Nouveaux joueurs pour nouvelle ère
Après le succès (ou l‘échec, c’est selon) en demi-teinte du Heim-EM, l’Euro à domicile, Nagelsmann n’a pas baissé les bras, bien au contraire. S’il ne cache pas son ambition d’aller jusqu’au bout lors de la Coupe du monde nord-américaine, le Bavarois sait aussi qu’il a du pain sur la planche, en premier lieu parce qu’une flopée de cadres historiques (Neuer, Kroos, Müller, Gündoğan…) ont raccroché leurs crampons internationaux depuis et que, un peu plus d’un an après sa nomination sur le banc de la NM, l’heure de construire l’avenir en profondeur a sonné. Alors pour ce faire, Nagelsmann tente des trucs, comme appeler de nouvelles têtes dans son effectif. Depuis sa prise de fonction, ce sont pas moins de 15 petits nouveaux qui ont fait leurs débuts sous le maillot blanc. Certains, Robert Andrich en tête, font désormais partie des cadres, d’autres, à l’instar de Tim Kleindienst (seul vrai numéro 9 titularisable en l’absence de Niclas Füllkrug, blessé) sont encore en phase de confirmation.
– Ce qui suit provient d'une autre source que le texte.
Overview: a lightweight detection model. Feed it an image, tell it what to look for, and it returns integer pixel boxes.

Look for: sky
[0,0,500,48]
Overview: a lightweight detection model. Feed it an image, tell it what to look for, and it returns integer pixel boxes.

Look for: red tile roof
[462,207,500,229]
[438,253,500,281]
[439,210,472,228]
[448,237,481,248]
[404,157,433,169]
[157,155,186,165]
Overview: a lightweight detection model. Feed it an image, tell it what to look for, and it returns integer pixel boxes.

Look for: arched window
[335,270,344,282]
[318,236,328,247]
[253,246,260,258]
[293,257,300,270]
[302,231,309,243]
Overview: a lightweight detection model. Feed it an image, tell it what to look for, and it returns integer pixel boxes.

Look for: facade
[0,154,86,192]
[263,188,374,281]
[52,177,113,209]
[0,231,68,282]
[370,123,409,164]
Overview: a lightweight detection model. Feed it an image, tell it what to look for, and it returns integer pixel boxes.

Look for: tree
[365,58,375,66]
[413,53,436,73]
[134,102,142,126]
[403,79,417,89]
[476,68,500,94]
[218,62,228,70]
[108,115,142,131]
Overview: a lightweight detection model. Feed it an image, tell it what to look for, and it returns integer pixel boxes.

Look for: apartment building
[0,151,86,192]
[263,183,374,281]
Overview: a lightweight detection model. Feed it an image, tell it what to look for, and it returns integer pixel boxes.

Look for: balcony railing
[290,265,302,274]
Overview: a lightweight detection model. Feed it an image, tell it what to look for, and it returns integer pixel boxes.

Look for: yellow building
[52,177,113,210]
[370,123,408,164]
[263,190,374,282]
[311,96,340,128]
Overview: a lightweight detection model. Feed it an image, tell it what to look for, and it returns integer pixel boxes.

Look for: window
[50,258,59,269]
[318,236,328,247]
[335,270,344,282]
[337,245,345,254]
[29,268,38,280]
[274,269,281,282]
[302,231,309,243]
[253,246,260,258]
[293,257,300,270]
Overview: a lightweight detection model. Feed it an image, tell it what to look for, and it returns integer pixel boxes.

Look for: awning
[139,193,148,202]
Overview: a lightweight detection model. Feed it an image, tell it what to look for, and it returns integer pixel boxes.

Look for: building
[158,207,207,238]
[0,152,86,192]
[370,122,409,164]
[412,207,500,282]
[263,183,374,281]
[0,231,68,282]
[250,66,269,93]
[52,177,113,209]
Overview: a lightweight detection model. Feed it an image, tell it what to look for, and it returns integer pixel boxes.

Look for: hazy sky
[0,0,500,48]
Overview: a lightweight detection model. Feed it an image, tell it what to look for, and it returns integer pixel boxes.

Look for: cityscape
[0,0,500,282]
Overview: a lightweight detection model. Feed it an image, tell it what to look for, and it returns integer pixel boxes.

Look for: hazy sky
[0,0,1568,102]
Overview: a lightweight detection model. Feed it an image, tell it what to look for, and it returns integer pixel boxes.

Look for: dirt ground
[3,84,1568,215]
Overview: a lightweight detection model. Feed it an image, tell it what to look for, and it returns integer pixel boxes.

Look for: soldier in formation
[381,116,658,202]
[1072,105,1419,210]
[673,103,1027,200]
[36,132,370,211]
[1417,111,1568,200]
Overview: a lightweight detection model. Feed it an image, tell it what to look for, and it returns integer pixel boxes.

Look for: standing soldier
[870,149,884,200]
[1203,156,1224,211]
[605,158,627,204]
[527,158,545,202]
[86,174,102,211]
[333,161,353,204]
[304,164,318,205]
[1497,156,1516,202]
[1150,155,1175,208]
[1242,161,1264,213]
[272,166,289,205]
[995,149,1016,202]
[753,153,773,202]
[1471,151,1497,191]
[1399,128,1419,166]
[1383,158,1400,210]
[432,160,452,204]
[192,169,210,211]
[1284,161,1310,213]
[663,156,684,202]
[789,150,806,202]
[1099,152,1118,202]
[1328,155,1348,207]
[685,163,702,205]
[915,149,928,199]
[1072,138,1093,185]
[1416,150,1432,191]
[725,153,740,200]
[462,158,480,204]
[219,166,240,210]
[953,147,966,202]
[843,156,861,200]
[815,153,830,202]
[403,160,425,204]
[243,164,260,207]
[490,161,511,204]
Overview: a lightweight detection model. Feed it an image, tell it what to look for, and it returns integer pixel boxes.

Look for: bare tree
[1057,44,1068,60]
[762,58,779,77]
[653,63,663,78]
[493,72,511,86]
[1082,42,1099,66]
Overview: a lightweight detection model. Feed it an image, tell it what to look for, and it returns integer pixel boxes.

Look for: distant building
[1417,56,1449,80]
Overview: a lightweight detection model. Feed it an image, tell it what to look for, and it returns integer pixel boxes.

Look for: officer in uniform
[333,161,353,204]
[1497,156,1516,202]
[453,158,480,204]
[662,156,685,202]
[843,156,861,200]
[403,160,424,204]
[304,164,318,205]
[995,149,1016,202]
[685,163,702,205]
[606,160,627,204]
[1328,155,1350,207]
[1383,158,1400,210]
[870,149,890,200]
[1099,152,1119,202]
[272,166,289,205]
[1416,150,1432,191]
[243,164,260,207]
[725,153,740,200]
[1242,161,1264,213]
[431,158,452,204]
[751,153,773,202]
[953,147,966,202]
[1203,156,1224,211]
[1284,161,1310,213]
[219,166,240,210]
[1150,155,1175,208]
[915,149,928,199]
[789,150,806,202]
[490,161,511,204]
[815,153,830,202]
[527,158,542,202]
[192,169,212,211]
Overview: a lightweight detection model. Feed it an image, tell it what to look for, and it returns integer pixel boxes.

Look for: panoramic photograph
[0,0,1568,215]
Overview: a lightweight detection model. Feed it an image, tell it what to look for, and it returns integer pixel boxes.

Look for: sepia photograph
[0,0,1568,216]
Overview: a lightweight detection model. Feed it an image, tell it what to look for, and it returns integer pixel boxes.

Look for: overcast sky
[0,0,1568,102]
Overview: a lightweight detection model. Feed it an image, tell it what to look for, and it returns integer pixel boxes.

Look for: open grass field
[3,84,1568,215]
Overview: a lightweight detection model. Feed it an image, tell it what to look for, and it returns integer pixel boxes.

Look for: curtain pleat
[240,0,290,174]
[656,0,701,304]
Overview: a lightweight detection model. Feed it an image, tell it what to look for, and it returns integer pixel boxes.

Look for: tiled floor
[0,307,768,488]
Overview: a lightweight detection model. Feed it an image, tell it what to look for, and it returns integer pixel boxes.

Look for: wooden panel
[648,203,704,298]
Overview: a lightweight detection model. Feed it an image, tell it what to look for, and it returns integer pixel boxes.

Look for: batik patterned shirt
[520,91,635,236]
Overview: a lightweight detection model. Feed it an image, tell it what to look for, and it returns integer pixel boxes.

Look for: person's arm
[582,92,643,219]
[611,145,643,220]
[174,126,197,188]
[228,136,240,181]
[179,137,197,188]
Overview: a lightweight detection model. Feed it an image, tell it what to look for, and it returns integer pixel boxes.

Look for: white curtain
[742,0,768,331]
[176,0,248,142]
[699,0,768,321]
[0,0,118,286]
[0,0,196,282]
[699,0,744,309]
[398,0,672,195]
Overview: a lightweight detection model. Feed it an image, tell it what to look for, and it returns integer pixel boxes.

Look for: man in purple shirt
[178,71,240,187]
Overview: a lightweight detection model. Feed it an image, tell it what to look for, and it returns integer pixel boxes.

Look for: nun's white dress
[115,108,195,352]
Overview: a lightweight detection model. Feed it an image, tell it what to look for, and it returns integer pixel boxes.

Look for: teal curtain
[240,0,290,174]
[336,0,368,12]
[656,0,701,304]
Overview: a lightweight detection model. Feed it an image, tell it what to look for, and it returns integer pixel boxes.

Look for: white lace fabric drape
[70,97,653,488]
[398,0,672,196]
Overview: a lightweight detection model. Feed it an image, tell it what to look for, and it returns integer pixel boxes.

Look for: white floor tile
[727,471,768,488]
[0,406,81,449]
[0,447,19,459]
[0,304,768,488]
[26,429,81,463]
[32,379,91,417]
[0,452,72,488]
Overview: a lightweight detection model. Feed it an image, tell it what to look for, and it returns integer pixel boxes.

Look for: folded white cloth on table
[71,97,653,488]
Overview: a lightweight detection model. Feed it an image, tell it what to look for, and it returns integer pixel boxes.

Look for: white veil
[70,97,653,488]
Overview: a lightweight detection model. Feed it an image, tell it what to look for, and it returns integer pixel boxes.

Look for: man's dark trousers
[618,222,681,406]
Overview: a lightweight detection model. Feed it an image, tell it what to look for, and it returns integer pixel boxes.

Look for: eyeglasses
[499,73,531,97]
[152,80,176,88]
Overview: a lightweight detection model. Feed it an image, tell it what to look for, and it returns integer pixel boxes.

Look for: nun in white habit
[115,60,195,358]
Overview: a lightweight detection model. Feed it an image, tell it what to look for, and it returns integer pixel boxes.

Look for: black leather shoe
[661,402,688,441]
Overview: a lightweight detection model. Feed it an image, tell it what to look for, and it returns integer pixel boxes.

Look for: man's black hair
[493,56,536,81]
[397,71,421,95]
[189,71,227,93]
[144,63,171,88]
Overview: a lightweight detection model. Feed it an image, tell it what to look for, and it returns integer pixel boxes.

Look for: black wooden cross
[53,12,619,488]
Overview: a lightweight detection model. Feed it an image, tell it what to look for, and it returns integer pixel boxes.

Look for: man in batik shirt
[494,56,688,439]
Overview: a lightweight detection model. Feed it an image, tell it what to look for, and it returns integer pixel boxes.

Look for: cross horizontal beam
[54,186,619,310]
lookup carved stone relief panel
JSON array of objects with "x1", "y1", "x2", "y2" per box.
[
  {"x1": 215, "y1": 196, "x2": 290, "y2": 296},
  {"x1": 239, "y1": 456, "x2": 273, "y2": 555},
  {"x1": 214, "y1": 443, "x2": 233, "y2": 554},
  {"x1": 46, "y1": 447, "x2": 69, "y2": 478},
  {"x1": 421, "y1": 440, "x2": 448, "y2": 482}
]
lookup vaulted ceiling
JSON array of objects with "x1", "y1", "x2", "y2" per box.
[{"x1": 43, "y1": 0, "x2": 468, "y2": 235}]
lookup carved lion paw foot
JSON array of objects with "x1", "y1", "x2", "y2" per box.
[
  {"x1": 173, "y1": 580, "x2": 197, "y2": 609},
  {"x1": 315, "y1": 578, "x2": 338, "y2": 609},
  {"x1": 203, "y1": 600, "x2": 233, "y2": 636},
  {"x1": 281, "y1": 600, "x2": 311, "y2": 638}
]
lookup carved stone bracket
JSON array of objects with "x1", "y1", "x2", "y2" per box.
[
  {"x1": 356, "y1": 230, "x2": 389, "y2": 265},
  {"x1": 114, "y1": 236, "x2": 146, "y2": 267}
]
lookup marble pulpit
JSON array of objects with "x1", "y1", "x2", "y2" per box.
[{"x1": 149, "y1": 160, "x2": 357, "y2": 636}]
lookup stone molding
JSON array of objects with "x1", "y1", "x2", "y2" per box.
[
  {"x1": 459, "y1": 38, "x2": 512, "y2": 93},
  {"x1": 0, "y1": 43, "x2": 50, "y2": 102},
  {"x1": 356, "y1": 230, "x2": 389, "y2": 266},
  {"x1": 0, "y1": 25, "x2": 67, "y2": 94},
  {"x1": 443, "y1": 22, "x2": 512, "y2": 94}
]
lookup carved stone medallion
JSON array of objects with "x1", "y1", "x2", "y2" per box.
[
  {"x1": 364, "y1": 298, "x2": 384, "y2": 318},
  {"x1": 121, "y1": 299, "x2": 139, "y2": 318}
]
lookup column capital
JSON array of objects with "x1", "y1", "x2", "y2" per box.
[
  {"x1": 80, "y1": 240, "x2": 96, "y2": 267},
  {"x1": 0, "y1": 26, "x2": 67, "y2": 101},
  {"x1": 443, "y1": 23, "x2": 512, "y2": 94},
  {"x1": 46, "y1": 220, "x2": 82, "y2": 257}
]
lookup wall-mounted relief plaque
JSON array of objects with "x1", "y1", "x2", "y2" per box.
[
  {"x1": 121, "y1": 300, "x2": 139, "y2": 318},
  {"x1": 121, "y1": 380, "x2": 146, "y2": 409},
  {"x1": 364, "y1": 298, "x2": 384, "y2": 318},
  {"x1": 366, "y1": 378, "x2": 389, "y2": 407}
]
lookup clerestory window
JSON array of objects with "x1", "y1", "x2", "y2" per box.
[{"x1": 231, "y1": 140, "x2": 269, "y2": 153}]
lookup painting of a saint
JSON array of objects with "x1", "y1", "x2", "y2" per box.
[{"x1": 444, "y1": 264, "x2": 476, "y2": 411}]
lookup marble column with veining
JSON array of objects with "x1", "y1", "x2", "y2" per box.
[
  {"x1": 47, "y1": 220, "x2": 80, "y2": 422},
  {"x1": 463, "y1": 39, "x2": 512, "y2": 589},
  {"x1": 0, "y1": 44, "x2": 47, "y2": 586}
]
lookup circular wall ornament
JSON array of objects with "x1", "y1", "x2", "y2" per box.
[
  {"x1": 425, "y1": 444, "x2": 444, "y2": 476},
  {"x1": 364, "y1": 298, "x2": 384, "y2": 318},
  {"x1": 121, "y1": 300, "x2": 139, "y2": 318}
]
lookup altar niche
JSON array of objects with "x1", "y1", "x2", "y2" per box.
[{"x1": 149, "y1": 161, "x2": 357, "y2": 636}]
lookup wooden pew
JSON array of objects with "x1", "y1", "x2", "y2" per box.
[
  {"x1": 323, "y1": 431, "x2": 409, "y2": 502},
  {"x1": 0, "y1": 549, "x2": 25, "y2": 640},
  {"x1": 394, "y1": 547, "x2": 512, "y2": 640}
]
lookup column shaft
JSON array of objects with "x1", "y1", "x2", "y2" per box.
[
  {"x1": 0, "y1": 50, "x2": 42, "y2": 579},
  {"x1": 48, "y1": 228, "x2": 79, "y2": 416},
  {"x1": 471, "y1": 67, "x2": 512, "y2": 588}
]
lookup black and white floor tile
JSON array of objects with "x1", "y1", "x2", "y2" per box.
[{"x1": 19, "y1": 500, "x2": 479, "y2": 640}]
Dernier appelé en date : le portier remplaçant de Manchester City Stefan Ortega Moreno qui, s‘il est titularisé contre la Bosnie ou la Hongrie, trois jours plus tard à Budapest, viendrait, malgré ses 32 ans, confirmer la cure de rajeunissement menée par son coach. Et avec la nouvelle blessure de ce chat noir de Marc-André ter Stegen, désormais absent des terrains jusqu’en juillet 2025, cumulée au refus de Bernd Leno de venir jouer les suppléants, Dieu sait que l’Allemagne a besoin de maximiser les bonnes options à tous les postes.
C’est d’ailleurs à ce titre que Nagelsmann a tenté le pari Paul Wanner. Âgé de 18 ans, le milieu du Bayern actuellement prêté à Heidenheim a cependant préféré décliner l’offre pour se concentrer sur la sélection espoir. Mais aussi parce qu’il dispose de la double nationalité germano-autrichienne et qu’il se murmure qu’avec la concurrence de Jamal Musiala et Florian Wirtz à son poste, son cœur pourrait plutôt balancer vers le pays de sa mère et la sélection dirigée par Ralf Rangnick. « Je n’ai pas trouvé son refus dramatique, confie Nagelsmann, beau joueur. La décision qu’il a prise est au contraire très mature pour quelqu’un de 18 ans. […] Quand on choisit de représenter sa nation, il faut que ce soit fait avec conviction et fierté, pas parce qu’on aurait de meilleures chances de jouer. Ce ne serait pas la bonne attitude, il faut que cela vienne du cœur. »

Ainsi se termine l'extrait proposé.